Hi Mike n Marion. It's remarkable you survived pigs foot experience.Great to hear from you hope you have a safe journey home to Spain would be lovely to meet you again.You never know bad penny's and all that .Preston and Carole


----------



## Mrplodd (Mar 4, 2008)

France is a reasonably civilised country these days, they even have road gritters, and I understand Electricity and the internet now:roll: 

They tend, like the UK, to keep all of their major routes open, (as far as is practicable that is) 

If at all worried I would keep a careful eye on the weather forecasts and stick to the motorway network (or very major roads) 

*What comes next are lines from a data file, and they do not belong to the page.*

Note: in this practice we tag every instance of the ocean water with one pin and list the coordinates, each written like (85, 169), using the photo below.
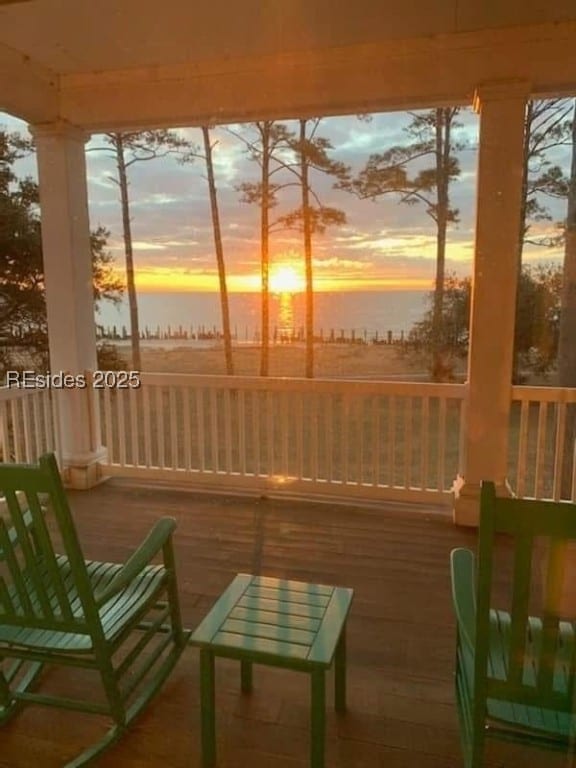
(364, 313)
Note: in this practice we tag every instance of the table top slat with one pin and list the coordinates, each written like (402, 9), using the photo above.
(270, 631)
(259, 645)
(322, 652)
(294, 586)
(280, 606)
(275, 618)
(288, 595)
(213, 620)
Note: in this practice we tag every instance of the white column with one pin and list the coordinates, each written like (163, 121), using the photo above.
(484, 441)
(69, 293)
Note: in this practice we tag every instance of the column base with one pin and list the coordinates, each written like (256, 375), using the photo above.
(466, 507)
(82, 472)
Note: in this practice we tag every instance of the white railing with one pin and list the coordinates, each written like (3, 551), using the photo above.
(348, 438)
(29, 424)
(542, 441)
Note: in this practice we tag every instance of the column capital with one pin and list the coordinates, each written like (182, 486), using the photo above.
(59, 129)
(500, 90)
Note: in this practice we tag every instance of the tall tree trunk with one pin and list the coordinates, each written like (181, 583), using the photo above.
(522, 229)
(567, 332)
(307, 228)
(265, 256)
(443, 121)
(127, 230)
(225, 308)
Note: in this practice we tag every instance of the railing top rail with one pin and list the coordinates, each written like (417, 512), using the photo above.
(16, 393)
(280, 384)
(544, 394)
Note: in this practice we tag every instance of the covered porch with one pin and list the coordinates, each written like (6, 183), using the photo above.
(188, 66)
(401, 710)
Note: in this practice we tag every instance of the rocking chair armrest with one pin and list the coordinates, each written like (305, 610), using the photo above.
(158, 537)
(463, 573)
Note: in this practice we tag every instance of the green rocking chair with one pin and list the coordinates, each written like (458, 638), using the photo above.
(516, 649)
(121, 621)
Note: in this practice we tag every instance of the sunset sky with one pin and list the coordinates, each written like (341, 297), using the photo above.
(384, 244)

Quit panicking a just enjoy the trip. If you have to stop for the odd day due to the weather treat it as an experience (rather than a trial!!)

Andy


----------



## vicdicdoc (May 14, 2005)

*Re: Traveling from cherbourg November December to Malaga wea*



presto said:


> . . . what route would be best . . . Presto


We quite like the A75 down via Millau & then 'turn right' into Spain,
[whether you want to go toll roads all or part of the way is a personal decision] - but the toll across the 'new' Millau bridge IS well worth the cost & will save you a slog back out of Millau on the old road, the A75 is an easy road to drive on - if you choose to stop on Aires on the way - make sure you get [at least] 5 or 10 Km off the main route & you'll find loads of nice Aires in small villages


----------



## palaceboy (Mar 9, 2008)

We have done this trip 3 times in nov/dec/jan and each time the weather was miserable maybe just our bad luck . The campsites open in france were few and far between i would agree A75 via Millau bridge was the best route for us . We usually only drive 200/250 kms a day but we did the whole journey to Southern Spain in 3 days


----------



## presto (Apr 22, 2009)

Thanks everyone had heart stent put in ten days ago had to cancell trip in early Sept still a bit skeptical. Have driven for years all over Europe just going we're the notion takes us but this time I want to get down there as handy as we can.I hope to feel a lot more confident when we leave in four weeks time. Presto


----------